Texts like the Nayā Parcham provided working-class Muslim readers in Mumbai – who engaged with these writings throughout the 1950s and even later – connection to larger communities and struggles. They suggested that fights for progress and the rights of workers were not divided by borders within Southasia or beyond it or limited to specific urban localities. By collecting and making these texts accessible, the Awami Idara encouraged readers in Mominpura to participate in workers' movements that would contribute not only to their own uplift, but also to shared Southasian and global progress.
Plural interests
Not all the materials held in the Awami Idara offer an explicitly leftist point of view or focus primarily on the experiences and political aims of the working class. On the contrary, the library's early collections suggest that mid-twentieth century Muslim mill workers possessed many interests. In addition to finding magazines, books and newspapers that situated them within global working-class struggles, mill workers also used the library to read everything from novels to travelogues, religious treatises to poetry collections. While the founders and supporters of the library aimed to educate mill workers through leftist publications, they also recognised the demand for a wide range of literature among Mumbai's working-class Muslim readers.

Published in the wake of Partition, Nayā Parcham especially focused on uniting the left across the newly created border.

Other materials also focused on the needs and interests of labourers, but from a technological perspective rather than an economic-political perspective.

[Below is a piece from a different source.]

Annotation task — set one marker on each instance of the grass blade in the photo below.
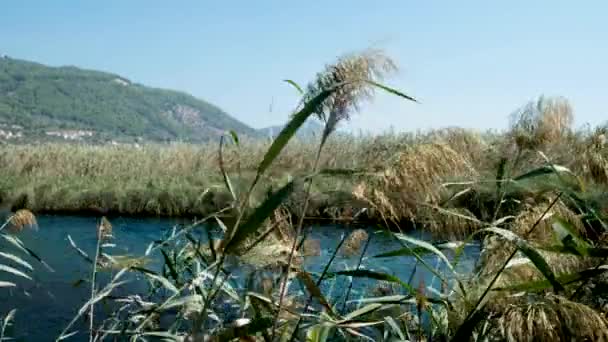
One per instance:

Indeed, I was first drawn to the library through my efforts to trace the development of Urdu-language technical manuals and treatises, in trades ranging from papermaking to metal plating. The library boasts several such manuals, reflecting the efforts of workers to expand their knowledge of their trades and perhaps move up in factory or workshop hierarchies. Whether or not texts were aimed primarily at workers, throughout the second half of the twentieth century the library collected printed Urdu materials from across India and Pakistan. In doing so, it built an eclectic collection that also tied its Mumbai neighbourhood to trans-Southasian worlds of Urdu literature and writing.
The Awami Idara and its collections offer an important reminder that people – including working-class people – hold multiple political, social and religious identities simultaneously. The books and journals held at the library demonstrate that Muslim labourers in Mumbai were aware of Southasian and broader global political currents, and sought to understand their place within them. While rooted in a highly local space – a unique library and its walls of bound volumes in Mominpura – the Awami Idara provided a space for Mumbai's Muslim labourers to consider their connections and commitments to political movements and events across Mumbai, Southasia and beyond.